一つめは子供のシルエット。もう一つの影は……
「見たか今の」
「うん。子供の影と……」
そう、あれは。
――『ピエロ』のようだった――
拠家についた二人を待っていたのは、薄ら笑いを浮かべた睡魔だった。
疲労した身体を寝台の上に放り込むと、マウスはそのまま眠りについた。
その日マウスは夢を見た。
暗い闇の中に浮かび上がったのは、まだ年端もいかない幼児だった。どこかで見覚えのあるその顔。
そうだ、今日ネジを拾ってあげた子だ。
男の子はマウスの存在に気づくと、満面に嬉しそうな笑みを浮かべて近づいてきた。まるで抱っこをせがむように、マウスを見上げるその瞳は愛らしかった。
――ごめんよ、もう飴玉は無いんだ――
マウスがそう言うとその小さな男の子は悲しそうな表情を見せた。
――ごめんよ。

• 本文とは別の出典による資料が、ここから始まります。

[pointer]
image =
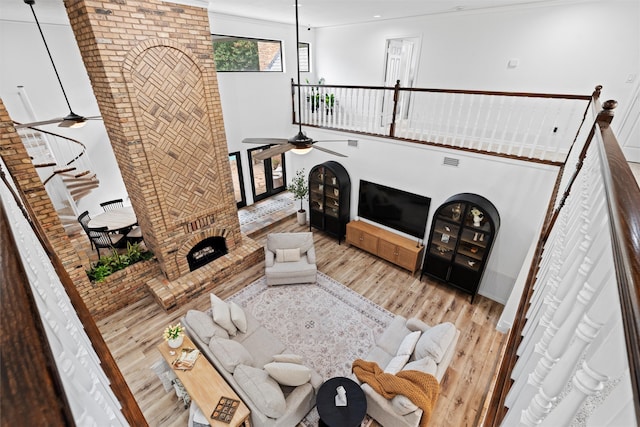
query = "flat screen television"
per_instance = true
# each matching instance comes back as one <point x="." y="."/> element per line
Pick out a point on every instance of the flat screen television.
<point x="397" y="209"/>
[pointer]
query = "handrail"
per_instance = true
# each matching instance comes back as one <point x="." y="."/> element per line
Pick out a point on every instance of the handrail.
<point x="32" y="391"/>
<point x="536" y="127"/>
<point x="23" y="404"/>
<point x="623" y="201"/>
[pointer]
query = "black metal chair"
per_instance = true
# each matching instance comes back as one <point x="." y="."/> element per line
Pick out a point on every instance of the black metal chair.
<point x="102" y="238"/>
<point x="112" y="204"/>
<point x="84" y="219"/>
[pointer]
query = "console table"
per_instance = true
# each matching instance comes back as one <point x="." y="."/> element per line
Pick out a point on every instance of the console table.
<point x="205" y="386"/>
<point x="385" y="244"/>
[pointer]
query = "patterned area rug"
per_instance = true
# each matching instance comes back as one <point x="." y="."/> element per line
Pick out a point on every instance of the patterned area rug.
<point x="265" y="208"/>
<point x="327" y="323"/>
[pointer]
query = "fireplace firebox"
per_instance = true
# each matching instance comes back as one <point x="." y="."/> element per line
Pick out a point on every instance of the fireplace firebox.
<point x="206" y="251"/>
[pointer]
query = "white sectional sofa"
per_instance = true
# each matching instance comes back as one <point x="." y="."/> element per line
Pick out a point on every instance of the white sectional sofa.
<point x="241" y="360"/>
<point x="433" y="353"/>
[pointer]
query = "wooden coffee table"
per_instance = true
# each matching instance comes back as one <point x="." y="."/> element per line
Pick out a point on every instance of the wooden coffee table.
<point x="205" y="386"/>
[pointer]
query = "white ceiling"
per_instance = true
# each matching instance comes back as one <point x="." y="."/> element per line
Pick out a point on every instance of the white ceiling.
<point x="312" y="13"/>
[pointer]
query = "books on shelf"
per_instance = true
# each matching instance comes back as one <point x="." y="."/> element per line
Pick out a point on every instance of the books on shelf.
<point x="187" y="359"/>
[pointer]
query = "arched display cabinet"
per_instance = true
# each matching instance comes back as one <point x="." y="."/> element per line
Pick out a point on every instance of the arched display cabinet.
<point x="463" y="230"/>
<point x="329" y="198"/>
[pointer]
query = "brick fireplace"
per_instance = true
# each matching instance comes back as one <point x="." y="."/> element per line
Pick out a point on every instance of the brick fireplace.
<point x="152" y="70"/>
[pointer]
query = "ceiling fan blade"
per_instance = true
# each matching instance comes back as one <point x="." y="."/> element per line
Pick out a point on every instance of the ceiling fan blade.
<point x="40" y="123"/>
<point x="273" y="151"/>
<point x="335" y="153"/>
<point x="265" y="141"/>
<point x="335" y="140"/>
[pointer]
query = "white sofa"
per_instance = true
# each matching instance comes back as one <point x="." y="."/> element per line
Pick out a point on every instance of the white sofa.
<point x="433" y="353"/>
<point x="241" y="358"/>
<point x="290" y="258"/>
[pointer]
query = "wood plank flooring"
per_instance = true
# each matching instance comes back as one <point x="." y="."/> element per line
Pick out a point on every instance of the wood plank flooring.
<point x="133" y="333"/>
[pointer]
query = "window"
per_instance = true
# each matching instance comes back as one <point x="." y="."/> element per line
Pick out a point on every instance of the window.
<point x="303" y="57"/>
<point x="244" y="54"/>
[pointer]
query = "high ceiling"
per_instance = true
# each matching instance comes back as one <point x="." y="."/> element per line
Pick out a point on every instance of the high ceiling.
<point x="312" y="13"/>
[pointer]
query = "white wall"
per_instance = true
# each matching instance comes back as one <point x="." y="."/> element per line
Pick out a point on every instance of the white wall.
<point x="520" y="191"/>
<point x="25" y="62"/>
<point x="566" y="47"/>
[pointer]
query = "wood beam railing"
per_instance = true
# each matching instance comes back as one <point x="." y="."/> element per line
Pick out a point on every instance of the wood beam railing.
<point x="537" y="127"/>
<point x="31" y="385"/>
<point x="622" y="198"/>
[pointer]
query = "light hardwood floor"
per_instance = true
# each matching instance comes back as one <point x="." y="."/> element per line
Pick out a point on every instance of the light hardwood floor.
<point x="134" y="333"/>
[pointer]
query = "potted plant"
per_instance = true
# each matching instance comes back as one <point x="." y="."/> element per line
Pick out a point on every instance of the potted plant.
<point x="298" y="187"/>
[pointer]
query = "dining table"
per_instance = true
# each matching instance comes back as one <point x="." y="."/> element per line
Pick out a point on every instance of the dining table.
<point x="115" y="220"/>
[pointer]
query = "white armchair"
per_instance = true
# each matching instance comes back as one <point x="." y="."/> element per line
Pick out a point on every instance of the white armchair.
<point x="290" y="258"/>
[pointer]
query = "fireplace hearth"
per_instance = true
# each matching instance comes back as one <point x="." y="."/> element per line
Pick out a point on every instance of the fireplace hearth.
<point x="206" y="251"/>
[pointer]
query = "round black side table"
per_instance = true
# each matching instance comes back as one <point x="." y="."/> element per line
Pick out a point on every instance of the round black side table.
<point x="341" y="416"/>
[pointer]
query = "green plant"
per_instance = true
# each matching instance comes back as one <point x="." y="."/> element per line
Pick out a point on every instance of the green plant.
<point x="298" y="187"/>
<point x="173" y="332"/>
<point x="109" y="264"/>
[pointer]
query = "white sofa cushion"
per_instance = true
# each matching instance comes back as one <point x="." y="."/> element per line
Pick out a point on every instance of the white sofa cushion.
<point x="222" y="315"/>
<point x="238" y="318"/>
<point x="204" y="326"/>
<point x="435" y="341"/>
<point x="263" y="390"/>
<point x="291" y="374"/>
<point x="396" y="364"/>
<point x="408" y="344"/>
<point x="287" y="255"/>
<point x="289" y="358"/>
<point x="230" y="353"/>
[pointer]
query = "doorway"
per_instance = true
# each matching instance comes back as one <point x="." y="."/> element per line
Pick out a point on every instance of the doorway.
<point x="401" y="63"/>
<point x="267" y="176"/>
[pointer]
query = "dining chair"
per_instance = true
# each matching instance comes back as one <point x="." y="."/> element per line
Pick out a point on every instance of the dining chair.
<point x="112" y="204"/>
<point x="103" y="239"/>
<point x="84" y="219"/>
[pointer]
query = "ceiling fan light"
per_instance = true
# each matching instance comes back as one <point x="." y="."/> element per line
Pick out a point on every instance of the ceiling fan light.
<point x="72" y="120"/>
<point x="301" y="151"/>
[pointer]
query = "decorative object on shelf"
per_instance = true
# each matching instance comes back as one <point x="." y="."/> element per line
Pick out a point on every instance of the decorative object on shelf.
<point x="329" y="197"/>
<point x="456" y="211"/>
<point x="469" y="241"/>
<point x="174" y="335"/>
<point x="478" y="216"/>
<point x="298" y="187"/>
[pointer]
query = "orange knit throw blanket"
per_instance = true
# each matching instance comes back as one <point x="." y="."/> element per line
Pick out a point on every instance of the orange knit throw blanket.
<point x="421" y="388"/>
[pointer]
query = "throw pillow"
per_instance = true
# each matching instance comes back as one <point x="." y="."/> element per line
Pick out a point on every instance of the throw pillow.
<point x="230" y="353"/>
<point x="222" y="315"/>
<point x="291" y="374"/>
<point x="408" y="344"/>
<point x="427" y="365"/>
<point x="263" y="390"/>
<point x="238" y="317"/>
<point x="403" y="405"/>
<point x="203" y="326"/>
<point x="287" y="255"/>
<point x="396" y="364"/>
<point x="289" y="358"/>
<point x="435" y="341"/>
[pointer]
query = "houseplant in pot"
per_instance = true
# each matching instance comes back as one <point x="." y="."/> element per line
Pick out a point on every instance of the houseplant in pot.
<point x="298" y="187"/>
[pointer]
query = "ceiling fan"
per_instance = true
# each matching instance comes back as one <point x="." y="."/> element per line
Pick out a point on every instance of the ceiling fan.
<point x="300" y="143"/>
<point x="72" y="119"/>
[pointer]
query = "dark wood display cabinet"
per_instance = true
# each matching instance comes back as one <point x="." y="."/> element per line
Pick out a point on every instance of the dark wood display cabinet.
<point x="462" y="232"/>
<point x="329" y="198"/>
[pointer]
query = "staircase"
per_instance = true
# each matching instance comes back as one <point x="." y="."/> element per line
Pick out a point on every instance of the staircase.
<point x="64" y="168"/>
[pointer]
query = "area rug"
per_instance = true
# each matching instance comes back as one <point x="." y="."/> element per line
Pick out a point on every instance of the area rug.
<point x="265" y="208"/>
<point x="327" y="323"/>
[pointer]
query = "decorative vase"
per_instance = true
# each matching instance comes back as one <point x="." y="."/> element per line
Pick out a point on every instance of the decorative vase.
<point x="176" y="343"/>
<point x="302" y="217"/>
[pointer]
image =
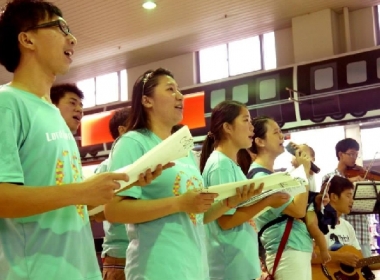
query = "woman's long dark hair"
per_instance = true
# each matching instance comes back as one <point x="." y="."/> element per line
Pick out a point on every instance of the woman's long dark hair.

今度はきっと持ってくるから――
そう語り掛けた時には彼はマウスに背中を向け静かに走り出していた。
――待って――
呼びかけに彼は答えない。
マウスは必死にその後ろ姿を追いかけていた。
――待って――待ってよ――
けれども声は届かない。いつの間にか彼との距離は大分離れていた。
走っても走ってもその少年は遠ざかるばかり。
いつしかその姿は点になった。
――そして夢は途切れた――
目を覚ました僕を迎え入れたのはいつもと変わらぬ朝だった。
夢の事は、目覚めてから次第に虚ろになっていった。
変わらない、日常。そして、数日が過ぎた。